GENOME ANNOUNCEMENT

In India, the blast disease caused by Magnaporthe oryzae (Hebert) Barr (anamorph: Pyricularia grisea) is one of the major production constraints in both aromatic and nonaromatic rice (1). Apart from rice, natural infection of M. oryzae is recorded in finger millet and pearl millet in India (2, 3). The pathogen is also a major threat to other important cereals including wheat, barley, and rye (4, 5). In recent years, M. oryzae has become a model organism to study plant-pathogen interaction (6, 7). The M. oryzae RMg-Dl isolate studied here originated from the blast infected rice cultivar Swarna in the Madhubani region in the Bihar state of India. The isolate RMg-Dl was able to knock down several blast resistance (R) genes except Pi54 and Tetep (Pi-1, Pi-kh, Pi-ta, and Pi-ta²+). Interestingly, the isolate was highly pathogenic on other cereals including wheat, oat, and barley under experimental conditions but not on finger millet and pearl millet. The monosporidial culture of the RMg-Dl isolate maintained on rice straw extract oat agar medium (8) was used for extracting high-quality genomic DNA. The quality and quantity of DNA was assessed on 0.8% agarose gel, Nanodrop 2000 (A260/280), as well as the Qubit 3.0 Fluorometer (Thermo Scientific Inc, USA).

Prior to whole-genome sequencing, the genomic DNA identity was confirmed as M. oryzae by sequencing a partial 18S rDNA gene on ABI3730xl. The paired-end (PE) sequencing library was prepared using the Illumina TruSeq Nano DNA HT library preparation kit. For ultralong read sequencing on the PacBio platform, high molecular weight DNA was used to prepare a single-molecule real-time (SMRT)-bell library of size 5 to 8 kb. The amplified library was analyzed in Bioanalyzer-2100 (Agilent Technologies, USA) using a high sensitivity DNAchip as per the manufacturer’s instructions. While the PE Illumina library was sequenced using 2 × 125 bp chemistry in HiSeq-2500, the SMRT bell library was sequenced on PacBio-RSII using P6-C4 chemistry. Whereas a total of 16.3 Gb of data representing high-quality reads were generated on HiSeq 2500, the PacBio-RSII platform yielded 1.5 Gb of data. High-quality paired-end short reads of Illumina HiSeq-2500 and long reads of PacBio-RSII were de nova assembled using a hybrid approach by SPAdes (version 1.5.2) with default parameters (9).
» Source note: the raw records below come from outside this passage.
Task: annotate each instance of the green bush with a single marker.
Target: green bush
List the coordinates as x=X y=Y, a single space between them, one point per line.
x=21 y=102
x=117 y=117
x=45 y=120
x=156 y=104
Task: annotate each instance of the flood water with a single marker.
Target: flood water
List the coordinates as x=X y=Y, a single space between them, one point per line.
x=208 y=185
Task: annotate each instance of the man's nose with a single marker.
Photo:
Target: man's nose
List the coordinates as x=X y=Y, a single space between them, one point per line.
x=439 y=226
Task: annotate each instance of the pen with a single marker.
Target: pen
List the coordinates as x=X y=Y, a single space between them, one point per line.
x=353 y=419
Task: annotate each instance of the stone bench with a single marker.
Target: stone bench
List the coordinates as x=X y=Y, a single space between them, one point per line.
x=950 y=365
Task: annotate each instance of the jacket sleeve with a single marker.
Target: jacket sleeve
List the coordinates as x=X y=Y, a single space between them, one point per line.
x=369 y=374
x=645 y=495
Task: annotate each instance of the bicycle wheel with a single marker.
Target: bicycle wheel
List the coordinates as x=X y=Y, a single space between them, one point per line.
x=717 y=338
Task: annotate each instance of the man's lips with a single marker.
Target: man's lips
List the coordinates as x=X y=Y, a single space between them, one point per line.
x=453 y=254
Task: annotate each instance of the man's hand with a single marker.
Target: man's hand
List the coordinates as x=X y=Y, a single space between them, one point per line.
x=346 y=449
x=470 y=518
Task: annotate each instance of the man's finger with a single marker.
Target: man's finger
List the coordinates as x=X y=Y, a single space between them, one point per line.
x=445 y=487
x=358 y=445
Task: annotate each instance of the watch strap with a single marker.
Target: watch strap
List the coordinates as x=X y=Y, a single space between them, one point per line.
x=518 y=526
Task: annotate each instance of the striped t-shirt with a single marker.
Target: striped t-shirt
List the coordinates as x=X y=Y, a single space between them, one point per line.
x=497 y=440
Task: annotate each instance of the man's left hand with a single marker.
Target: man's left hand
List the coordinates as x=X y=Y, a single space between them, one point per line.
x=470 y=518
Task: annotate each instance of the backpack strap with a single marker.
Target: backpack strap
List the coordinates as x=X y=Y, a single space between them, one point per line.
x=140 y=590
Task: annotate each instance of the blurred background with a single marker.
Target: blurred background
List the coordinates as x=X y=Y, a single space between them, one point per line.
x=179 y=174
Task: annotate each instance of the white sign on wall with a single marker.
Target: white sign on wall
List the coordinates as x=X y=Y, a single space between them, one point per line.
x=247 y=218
In total, the assembly of 996 scaffolds resulted in a genome size of 34.82 Mb with an N₅₀ value of 45,894 bp. The gene prediction was performed with the help of Augustus (version 3.2.1) using Saccharomyces cerevisiae S288C as a model (10). A total of 12,747 genes in the range of 201 to 14,916 bp were predicted with an average size of 1,007 bp. Predicted genes were mapped on reference canonical pathways and classified using an automated KASS server in KEGG (http://www.genome.jp/kaas-bin/kaas_main). Functional annotation of the genes was performed using the BLASTx program. Genes governing pathogenesis, virulence effectors, and host range were annotated using the PHIbase V-4.1 database or literature (11, 12). In addition, a total of 300 transposons were identified using Transposons PSI in M. oryzae (http://transposonpsi.sf.net). The information presented here will enable further study of the genetic and functional characteristics of rice-infecting broad host range M. oryzae RMg-Dl.

Accession number(s).

This whole-genome shotgun project has been deposited at DDBJ/ENA/GenBank under the accession number MBSD00000000. The version described in this paper is version MBSD02000000.